Satu keluarga di Ogan Ilir, Sumatera Selatan tewas, tewas setelah sepeda motor yang mereka kendarai tertabrak truk. Kecelakaan itu terjadi diduga karena kelalaian dari sopir truk.
Ketiga korban yakni suami berinisial J (30), istrinya MA (28) dan anaknya A (6). Ketiganya meninggal dunia setelah sempat dilarikan ke Puskesmas terdekat. Sementara pengemudi truk dalam kondisi selamat.
Peristiwa tersebut terjadi di Jalan Lintas Timur (Jalintim) Sumatera tepatnya di Desa Talang Balai Baru II, Kecamatan Tanjung Raja, Kabupaten Ogan Ilir pada Selasa (16/6/2026) siang.
SCROLL TO CONTINUE WITH CONTENT
Kecelakaan itu berawal saat truk cold diesel yang dikemudikan M melaju dari arah Palembang menuju Kayuagung. Sesampai di TKP, datang sepeda motor Vario BG-6103-TW yang dikendarai satu keluarga ini.
Sepeda motor tersebut mendahului truk dari sebelah kiri jalan, kemudian posisinya sudah mendahului truk tersebut. Namun, tidak lama sepeda motor tersebut berjalan pelan, karena ada mobil minibus di depanya yang juga berjalan pelan.
"Kemudian truk tersebut tidak dapat mengendalikan laju kendaraannya, kemudian membanting setir ke kiri, namun masih menabrak motor di depannya (motor korban)," Kasat Lantas Polres Ogan Ilir Iptu Dede Supria Yovi, dari keterangan resmi, Rabu (17/6/2026).
Akibatnya, pengendara dan kedua penumpangnya mengalami luka-luka dan dibawa ke Puskesmas Tanjung Raja, dan dinyatakan meninggal dunia.
"Tiga korban meninggal dunia. Iya satu keluarga. (dugaan?) kurang hati-hati dan tidak konsentrasi (pengemudi truk) pada saat berkendara sehingga terjadi tabrak belakang," ujarnya.
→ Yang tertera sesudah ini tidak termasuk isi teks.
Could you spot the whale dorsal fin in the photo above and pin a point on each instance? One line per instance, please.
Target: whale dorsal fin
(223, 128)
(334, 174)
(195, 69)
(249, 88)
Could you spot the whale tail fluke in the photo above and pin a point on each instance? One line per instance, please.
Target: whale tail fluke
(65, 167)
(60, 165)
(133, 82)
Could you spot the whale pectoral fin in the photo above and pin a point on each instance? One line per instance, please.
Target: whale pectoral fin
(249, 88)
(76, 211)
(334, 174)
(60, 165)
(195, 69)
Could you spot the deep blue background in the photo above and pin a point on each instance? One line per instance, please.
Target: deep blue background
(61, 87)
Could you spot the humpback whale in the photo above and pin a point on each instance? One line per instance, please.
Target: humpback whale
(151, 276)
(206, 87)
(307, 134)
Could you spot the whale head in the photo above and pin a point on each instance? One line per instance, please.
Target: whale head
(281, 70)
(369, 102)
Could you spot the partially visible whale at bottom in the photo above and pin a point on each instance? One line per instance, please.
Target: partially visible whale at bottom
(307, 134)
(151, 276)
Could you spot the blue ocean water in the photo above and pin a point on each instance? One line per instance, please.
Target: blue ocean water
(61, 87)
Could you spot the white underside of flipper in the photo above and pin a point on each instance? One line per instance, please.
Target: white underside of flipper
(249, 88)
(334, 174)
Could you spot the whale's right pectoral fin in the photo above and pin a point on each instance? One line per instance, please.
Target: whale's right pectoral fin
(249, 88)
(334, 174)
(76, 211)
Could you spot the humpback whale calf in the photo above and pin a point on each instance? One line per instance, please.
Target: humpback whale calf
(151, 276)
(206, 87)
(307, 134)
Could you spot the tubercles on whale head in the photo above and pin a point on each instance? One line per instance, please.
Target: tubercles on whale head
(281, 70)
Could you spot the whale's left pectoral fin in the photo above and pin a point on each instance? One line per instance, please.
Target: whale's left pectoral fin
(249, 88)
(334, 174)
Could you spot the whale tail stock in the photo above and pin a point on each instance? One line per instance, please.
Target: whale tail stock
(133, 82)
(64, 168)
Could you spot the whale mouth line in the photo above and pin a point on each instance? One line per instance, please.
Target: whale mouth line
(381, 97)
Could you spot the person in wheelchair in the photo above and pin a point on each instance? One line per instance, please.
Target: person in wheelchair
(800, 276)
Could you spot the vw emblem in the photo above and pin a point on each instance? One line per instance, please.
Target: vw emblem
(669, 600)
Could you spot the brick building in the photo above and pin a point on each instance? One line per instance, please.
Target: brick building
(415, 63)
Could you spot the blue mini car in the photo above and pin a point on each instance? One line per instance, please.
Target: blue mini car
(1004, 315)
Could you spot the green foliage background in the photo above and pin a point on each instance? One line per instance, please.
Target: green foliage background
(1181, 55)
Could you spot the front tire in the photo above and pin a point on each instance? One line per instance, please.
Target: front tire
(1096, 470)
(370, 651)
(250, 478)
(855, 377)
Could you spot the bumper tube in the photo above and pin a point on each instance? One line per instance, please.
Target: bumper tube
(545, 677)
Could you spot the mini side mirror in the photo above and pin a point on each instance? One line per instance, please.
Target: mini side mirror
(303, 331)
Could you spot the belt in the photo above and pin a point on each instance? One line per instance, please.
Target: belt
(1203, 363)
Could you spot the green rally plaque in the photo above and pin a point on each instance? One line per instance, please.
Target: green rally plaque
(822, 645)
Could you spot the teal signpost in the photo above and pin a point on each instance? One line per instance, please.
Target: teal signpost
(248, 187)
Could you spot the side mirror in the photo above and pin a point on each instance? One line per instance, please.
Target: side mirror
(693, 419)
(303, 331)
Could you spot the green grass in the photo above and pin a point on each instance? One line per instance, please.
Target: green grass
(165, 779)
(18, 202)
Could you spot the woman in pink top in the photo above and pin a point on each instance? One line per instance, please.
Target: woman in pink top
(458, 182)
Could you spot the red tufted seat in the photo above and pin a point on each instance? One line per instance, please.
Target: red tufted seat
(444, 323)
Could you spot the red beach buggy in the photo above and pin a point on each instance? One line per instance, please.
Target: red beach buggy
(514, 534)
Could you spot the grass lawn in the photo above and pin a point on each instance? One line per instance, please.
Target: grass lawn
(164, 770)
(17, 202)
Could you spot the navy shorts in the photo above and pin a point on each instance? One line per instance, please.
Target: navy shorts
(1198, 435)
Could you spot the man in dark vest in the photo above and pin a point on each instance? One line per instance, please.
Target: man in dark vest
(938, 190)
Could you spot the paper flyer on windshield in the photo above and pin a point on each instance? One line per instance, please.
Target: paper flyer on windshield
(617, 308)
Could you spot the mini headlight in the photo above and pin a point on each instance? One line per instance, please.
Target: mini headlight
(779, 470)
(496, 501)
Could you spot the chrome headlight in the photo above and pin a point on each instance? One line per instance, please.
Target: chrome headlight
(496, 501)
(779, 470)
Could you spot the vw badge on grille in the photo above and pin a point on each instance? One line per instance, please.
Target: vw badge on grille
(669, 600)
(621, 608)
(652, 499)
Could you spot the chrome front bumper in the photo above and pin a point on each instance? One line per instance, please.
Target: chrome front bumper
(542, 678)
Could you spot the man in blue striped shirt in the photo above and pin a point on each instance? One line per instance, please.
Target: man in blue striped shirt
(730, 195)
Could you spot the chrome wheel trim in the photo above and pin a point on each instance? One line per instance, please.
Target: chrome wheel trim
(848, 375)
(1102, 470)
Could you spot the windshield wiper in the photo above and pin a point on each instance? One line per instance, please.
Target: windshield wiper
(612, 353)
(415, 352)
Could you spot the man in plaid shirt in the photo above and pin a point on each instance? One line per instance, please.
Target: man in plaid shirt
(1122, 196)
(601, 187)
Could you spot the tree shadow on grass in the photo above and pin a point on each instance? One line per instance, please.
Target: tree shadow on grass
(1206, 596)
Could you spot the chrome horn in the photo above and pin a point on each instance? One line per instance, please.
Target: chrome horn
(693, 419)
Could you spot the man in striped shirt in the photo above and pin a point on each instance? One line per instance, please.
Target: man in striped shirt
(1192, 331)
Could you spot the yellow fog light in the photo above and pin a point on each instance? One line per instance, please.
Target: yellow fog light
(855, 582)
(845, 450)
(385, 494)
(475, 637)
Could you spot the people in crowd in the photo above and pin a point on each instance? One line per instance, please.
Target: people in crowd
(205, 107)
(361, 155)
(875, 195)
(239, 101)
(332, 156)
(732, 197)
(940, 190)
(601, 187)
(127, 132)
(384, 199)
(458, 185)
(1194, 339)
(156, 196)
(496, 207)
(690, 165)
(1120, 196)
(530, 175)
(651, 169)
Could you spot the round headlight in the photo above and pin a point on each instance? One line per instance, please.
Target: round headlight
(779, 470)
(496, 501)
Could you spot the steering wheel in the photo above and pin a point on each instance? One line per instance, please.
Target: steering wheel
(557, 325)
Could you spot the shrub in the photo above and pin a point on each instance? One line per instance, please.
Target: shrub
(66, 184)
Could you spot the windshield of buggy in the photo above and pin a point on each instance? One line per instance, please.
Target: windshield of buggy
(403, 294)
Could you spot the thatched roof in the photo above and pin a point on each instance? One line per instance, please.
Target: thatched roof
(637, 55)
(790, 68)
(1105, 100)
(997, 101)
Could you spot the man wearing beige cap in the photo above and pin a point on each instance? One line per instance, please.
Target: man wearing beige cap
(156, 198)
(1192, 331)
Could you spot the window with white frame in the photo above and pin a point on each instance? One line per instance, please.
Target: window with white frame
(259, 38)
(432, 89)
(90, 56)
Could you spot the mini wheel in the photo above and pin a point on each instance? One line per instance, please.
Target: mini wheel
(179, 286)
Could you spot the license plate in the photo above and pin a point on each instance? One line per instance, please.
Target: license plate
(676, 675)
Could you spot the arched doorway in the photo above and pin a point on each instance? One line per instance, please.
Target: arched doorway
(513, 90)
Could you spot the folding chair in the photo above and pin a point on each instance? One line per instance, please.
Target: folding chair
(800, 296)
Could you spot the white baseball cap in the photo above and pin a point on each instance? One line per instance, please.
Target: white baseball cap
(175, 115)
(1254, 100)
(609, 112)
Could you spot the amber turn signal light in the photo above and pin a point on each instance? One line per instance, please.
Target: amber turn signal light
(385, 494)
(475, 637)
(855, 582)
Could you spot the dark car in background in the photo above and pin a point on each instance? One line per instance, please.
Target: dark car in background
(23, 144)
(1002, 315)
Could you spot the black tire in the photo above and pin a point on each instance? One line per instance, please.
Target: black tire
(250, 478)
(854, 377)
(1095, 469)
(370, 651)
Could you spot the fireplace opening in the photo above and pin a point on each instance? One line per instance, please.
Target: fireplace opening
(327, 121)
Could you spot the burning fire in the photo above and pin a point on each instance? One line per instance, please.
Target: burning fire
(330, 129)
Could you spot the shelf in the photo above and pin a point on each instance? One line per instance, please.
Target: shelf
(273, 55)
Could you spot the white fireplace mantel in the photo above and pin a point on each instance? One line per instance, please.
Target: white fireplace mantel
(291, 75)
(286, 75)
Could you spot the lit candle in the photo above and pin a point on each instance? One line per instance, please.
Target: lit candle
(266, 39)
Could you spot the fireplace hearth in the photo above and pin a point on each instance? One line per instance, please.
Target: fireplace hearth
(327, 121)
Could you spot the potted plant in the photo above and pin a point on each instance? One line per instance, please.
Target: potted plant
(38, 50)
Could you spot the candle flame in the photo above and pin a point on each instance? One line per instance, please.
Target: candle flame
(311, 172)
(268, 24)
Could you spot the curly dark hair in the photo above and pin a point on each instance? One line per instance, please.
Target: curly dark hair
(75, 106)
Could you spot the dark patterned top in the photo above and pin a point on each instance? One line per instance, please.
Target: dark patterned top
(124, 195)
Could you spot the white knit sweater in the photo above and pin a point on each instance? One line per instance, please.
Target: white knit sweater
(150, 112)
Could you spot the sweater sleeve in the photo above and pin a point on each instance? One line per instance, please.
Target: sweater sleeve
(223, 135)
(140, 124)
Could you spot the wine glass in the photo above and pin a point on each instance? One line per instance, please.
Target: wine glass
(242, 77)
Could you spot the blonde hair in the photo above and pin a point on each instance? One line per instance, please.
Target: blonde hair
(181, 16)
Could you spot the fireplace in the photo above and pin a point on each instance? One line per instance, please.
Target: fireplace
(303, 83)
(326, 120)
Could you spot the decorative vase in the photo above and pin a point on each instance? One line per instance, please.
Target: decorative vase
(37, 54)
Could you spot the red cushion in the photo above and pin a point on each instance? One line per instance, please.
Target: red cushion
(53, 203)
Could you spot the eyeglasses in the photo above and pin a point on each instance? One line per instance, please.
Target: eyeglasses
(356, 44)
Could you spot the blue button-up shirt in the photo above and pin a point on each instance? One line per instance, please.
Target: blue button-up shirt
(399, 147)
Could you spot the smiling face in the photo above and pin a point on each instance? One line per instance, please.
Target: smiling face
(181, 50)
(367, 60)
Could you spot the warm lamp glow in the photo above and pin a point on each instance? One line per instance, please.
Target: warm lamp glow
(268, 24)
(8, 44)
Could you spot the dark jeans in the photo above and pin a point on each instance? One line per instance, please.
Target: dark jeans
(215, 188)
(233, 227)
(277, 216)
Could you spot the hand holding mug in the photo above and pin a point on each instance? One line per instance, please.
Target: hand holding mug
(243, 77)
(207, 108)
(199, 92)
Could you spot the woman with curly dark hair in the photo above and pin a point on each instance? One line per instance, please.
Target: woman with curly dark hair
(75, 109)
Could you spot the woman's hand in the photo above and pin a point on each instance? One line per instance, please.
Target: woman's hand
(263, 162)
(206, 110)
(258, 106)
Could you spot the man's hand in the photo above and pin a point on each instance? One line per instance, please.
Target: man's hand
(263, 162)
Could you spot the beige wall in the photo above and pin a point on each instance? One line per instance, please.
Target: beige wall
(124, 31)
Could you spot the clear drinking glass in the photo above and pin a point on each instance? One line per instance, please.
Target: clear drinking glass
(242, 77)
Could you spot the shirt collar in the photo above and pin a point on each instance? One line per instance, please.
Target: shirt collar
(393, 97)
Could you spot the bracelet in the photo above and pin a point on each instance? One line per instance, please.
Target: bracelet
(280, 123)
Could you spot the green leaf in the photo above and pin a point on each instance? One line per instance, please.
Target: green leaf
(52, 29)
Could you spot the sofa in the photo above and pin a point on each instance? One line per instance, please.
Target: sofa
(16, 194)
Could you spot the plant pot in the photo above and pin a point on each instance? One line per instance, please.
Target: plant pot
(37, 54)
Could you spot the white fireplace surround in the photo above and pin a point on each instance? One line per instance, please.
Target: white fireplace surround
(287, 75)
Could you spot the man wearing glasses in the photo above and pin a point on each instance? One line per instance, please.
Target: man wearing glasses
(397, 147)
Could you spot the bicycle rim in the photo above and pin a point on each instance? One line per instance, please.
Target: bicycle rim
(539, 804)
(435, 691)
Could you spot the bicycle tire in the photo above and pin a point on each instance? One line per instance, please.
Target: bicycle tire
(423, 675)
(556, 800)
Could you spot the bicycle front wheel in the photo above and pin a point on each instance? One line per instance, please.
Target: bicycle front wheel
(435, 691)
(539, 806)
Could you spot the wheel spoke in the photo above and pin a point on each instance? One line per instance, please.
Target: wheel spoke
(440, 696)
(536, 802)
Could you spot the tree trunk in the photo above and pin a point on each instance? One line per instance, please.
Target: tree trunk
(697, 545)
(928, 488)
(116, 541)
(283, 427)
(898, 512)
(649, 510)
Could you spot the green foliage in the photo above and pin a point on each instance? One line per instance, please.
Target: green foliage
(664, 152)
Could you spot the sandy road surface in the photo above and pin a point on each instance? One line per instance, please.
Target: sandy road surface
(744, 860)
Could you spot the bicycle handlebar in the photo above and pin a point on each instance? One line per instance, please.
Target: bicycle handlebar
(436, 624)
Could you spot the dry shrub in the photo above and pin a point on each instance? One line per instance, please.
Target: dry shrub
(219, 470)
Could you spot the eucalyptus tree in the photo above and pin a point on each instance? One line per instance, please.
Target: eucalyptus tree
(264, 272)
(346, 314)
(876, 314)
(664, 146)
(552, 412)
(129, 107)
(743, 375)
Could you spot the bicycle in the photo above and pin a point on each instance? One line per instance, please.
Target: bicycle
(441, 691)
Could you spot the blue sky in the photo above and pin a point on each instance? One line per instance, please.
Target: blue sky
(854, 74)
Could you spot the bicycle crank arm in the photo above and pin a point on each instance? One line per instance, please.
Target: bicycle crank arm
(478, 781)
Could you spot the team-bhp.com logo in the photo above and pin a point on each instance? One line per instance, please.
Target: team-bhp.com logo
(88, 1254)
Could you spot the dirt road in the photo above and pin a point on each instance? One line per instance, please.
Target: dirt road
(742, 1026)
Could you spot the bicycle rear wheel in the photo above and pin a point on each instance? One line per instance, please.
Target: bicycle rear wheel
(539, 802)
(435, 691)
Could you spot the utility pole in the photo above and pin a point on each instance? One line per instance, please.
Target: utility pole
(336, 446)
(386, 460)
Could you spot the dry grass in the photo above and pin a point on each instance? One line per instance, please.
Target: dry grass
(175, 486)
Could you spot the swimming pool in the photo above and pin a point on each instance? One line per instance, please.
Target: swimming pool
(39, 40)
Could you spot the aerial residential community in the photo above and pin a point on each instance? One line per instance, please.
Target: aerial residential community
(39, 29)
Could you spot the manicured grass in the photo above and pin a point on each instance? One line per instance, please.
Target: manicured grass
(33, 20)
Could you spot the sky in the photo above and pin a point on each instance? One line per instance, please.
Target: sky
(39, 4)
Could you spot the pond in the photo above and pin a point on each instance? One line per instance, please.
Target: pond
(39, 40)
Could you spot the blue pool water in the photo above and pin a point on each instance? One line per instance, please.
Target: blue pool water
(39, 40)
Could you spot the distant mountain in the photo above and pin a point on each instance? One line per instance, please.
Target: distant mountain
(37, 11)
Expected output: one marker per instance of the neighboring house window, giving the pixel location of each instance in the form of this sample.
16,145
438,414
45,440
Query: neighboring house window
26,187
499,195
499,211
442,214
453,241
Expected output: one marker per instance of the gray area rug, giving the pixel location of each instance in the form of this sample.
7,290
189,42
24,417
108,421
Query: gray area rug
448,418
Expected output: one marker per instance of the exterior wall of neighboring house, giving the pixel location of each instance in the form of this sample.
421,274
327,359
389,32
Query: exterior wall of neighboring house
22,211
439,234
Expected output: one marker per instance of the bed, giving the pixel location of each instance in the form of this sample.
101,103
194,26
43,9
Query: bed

Saat ini, kata dia, pihak kepolisian telah mengamankan kedua kendaraan yang terlibat lakalantas, sementara sopir truk turut diamankan guna pemeriksaan lebih lanjut. Sementara jenazah ketiga korban telah diserahkan ke pihak keluarga.
"Kami (Satlantas Polres Ogan Ilir) cek TKP dengan penyelidikan lebih lanjut dengan olah TKP, mendatangi puskesmas, memintai keterangan saksi-saksi, dan mengamankan barang bukti," ujarnya.